6

In this tutorial in tensorflow site we can see a code for the implementation of an autoencoder which it's Decoder is as follows:

class Decoder(tf.keras.Model):
  def __init__(self, vocab_size, embedding_dim, dec_units, batch_sz):
    super(Decoder, self).__init__()
    self.batch_sz = batch_sz
    self.dec_units = dec_units
    self.embedding = tf.keras.layers.Embedding(vocab_size, embedding_dim)
    self.gru = tf.keras.layers.GRU(self.dec_units,
                                   return_sequences=True,
                                   return_state=True,
                                   recurrent_initializer='glorot_uniform')
    self.fc = tf.keras.layers.Dense(vocab_size)

    # used for attention
    self.attention = BahdanauAttention(self.dec_units)

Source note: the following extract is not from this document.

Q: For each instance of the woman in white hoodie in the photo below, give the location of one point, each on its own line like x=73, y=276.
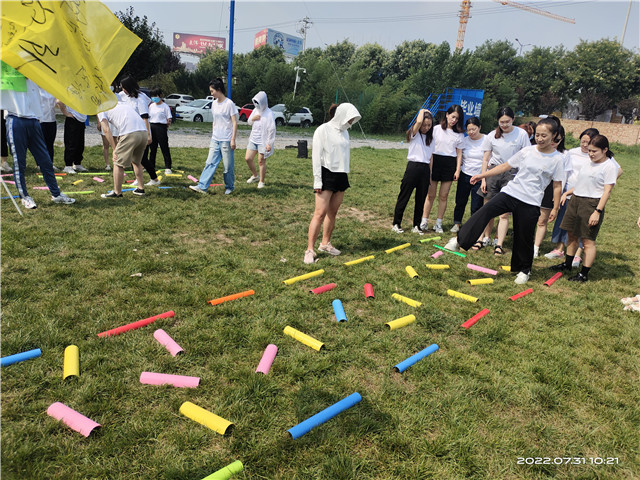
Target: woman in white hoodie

  def call(self, x, hidden, enc_output):
    # enc_output shape == (batch_size, max_length, hidden_size)
    context_vector, attention_weights = self.attention(hidden, enc_output)

    # x shape after passing through embedding == (batch_size, 1, embedding_dim)
    x = self.embedding(x)

    # x shape after concatenation == (batch_size, 1, embedding_dim + hidden_size)
    x = tf.concat([tf.expand_dims(context_vector, 1), x], axis=-1)

    # passing the concatenated vector to the GRU
    output, state = self.gru(x)

    # output shape == (batch_size * 1, hidden_size)
    output = tf.reshape(output, (-1, output.shape[2]))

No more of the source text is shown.